To understand why our ancestors lost their body hair, we must first consider why other species had fur.
So how did we get so hairless? Scientists have pondered this question for centuries. Finding answers was not easy. The most important transitions in human evolution (such as the emergence of upright gait) were directly recorded in the fossils of our ancestors. But no exact traces of human skin were preserved in any of the remains.
Fortunately, in recent years, researchers have realized that a number of indirect clues about our loss of hair are present in the fossil record. In light of these clues and the understanding gained over the past decade through genomics and physiology, anthropologist Nina G. Jablonski and his colleagues managed to convincingly explain when and why people got rid of their fur.
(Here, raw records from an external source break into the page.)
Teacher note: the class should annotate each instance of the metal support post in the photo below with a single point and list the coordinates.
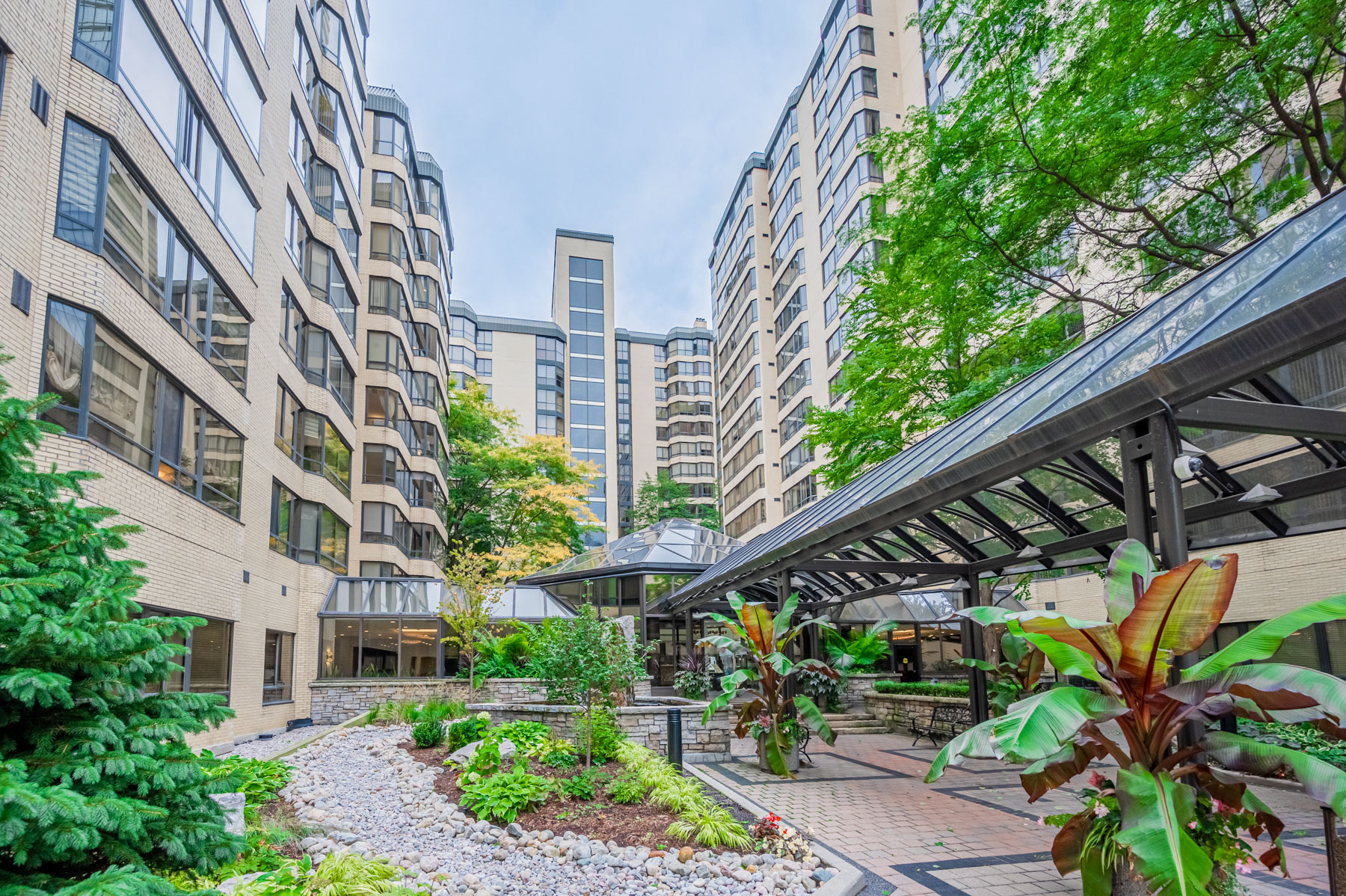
(676, 737)
(1171, 525)
(974, 648)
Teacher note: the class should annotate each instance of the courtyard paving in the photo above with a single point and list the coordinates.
(971, 833)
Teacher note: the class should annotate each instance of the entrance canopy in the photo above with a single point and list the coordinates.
(1243, 367)
(668, 547)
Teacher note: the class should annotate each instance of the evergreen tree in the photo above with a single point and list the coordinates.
(97, 783)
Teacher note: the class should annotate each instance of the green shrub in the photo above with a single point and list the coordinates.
(259, 779)
(464, 731)
(1303, 737)
(626, 788)
(582, 785)
(921, 688)
(529, 737)
(713, 826)
(504, 795)
(607, 736)
(428, 734)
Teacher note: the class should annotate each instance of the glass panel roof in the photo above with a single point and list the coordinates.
(669, 542)
(1080, 493)
(427, 596)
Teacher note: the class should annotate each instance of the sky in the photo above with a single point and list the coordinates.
(624, 117)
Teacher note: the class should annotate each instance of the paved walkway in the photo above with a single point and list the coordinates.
(972, 832)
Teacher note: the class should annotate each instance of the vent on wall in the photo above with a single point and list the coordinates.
(20, 294)
(40, 101)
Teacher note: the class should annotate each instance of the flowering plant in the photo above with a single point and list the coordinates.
(778, 838)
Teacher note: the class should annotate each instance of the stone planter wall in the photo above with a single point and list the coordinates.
(898, 711)
(856, 687)
(646, 725)
(336, 700)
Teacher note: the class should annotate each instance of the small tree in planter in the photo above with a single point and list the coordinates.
(587, 661)
(1171, 837)
(1015, 675)
(760, 638)
(473, 589)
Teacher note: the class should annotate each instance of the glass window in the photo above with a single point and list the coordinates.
(143, 245)
(117, 399)
(277, 668)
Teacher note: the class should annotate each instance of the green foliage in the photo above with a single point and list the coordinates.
(517, 498)
(626, 788)
(257, 779)
(713, 826)
(582, 785)
(1302, 737)
(97, 779)
(606, 735)
(762, 638)
(504, 795)
(339, 875)
(531, 739)
(666, 498)
(464, 731)
(503, 655)
(1053, 182)
(428, 734)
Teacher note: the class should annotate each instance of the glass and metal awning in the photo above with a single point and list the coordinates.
(669, 545)
(1247, 360)
(427, 596)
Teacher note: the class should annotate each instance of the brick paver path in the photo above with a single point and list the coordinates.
(972, 832)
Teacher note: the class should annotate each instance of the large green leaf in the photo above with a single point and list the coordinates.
(1178, 613)
(758, 625)
(1130, 572)
(1324, 782)
(1039, 725)
(782, 619)
(1264, 641)
(812, 716)
(1097, 639)
(974, 743)
(1283, 692)
(1155, 810)
(1065, 658)
(1058, 769)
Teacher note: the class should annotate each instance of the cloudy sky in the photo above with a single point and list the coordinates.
(621, 117)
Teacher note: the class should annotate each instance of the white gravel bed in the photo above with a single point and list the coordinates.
(259, 749)
(372, 798)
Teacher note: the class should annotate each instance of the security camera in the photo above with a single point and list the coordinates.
(1186, 467)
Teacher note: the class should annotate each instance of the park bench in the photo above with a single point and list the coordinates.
(945, 722)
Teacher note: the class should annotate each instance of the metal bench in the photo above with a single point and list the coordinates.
(945, 722)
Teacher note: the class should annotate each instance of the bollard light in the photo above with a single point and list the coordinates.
(676, 736)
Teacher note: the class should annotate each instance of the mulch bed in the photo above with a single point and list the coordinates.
(600, 818)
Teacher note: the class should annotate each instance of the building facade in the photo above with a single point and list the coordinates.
(780, 254)
(229, 260)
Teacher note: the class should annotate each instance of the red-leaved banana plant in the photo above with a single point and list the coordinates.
(1154, 616)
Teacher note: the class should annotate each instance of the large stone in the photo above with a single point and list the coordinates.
(464, 754)
(233, 806)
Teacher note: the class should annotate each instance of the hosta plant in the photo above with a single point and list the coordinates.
(1014, 677)
(760, 638)
(1162, 823)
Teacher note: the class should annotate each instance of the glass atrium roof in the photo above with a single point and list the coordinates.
(427, 596)
(669, 545)
(1031, 479)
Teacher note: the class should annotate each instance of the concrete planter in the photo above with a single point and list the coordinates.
(336, 700)
(898, 712)
(645, 724)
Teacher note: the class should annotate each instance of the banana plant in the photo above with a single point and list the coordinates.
(760, 638)
(1016, 673)
(1154, 616)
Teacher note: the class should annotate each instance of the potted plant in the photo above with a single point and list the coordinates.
(1150, 826)
(760, 638)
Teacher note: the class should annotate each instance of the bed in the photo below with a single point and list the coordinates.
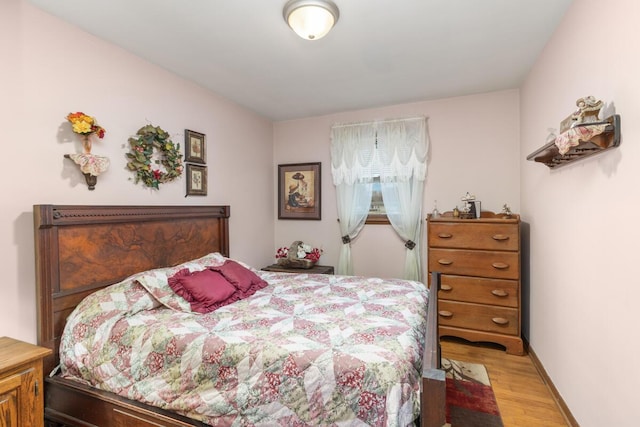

In addition to explaining one of the oddities of our appearance, according to this scenario, hairless skin itself also played a role in the evolution of other characteristic human features. Including our brain size and our dependence on colloquialism.
Why are there furs ?
To understand why our ancestors lost their body hair, we must first consider why other species had fur. Bristles are a body cover typical of mammals. There is no doubt that one of the defining characteristics of this group of creatures is fur: almost all mammals have at least some hair; most also have dense fur. The hairs provide insulation and protection against stripping, wetting, harmful rays of the sun and parasites or microbes that are potential hazards. It also acts as a camouflage to confuse predators. Thanks to their distinctive patterns, it also makes it easier for members of the same species to recognize each other. Moreover, mammals also use their fur to express aggression or restlessness: for example, when a dog fluffs its neck hair, it gives a clear "stay away" signal to the opposite person.
Although fur serves such important purposes, some mammalian lineages have extremely sparse and dysfunctional hairs. Most of these species are underground or aquatic creatures. In underground mammals, for example, rodents called" naked blind mice", the evolution of hairless has evolved in response to living underground in large colonies. In this way of life, fur becomes an excess, because animals do not see each other in the dark, and sociability consists in gathering together to warm up. In marine mammals that never go ashore, for example whales, hairlessness reduces friction on the skin surface, making it easier to swim and dive long distances. To compensate for the absence of external insulation, there is a layer of oil under the skin of these animals. In semi-aquatic mammals, for example, otters usually have dense and waterproof fur on the contrary. This fur makes it easy to stay on the water, trapping the air into it to provide buoyancy. Of course, it also protects the skin when it's on land.
The largest of the terrestrial mammals - namely elephants, rhinos and hippos-have also developed hairless skins, as they constantly face the risk of overheating. The larger an animal, the less surface area it has compared to its total mass. For this reason, it becomes difficult to save your body from excess heat. Mice and other small mammals, on the other hand, have a high surface-to-volume ratio, so they often struggle to maintain adequate heat. During the Pleistocene Epoch, which covers time from about 2 million years ago to 10,000 years ago, mammoths and other relatives of modern elephants, as well as rhinos, had furs because they lived in a cold environment at the time. External insulation maintained body temperatures while reducing nutrient requirements. But today, all mega herbivores live in very hot conditions, so fur would be deadly to them.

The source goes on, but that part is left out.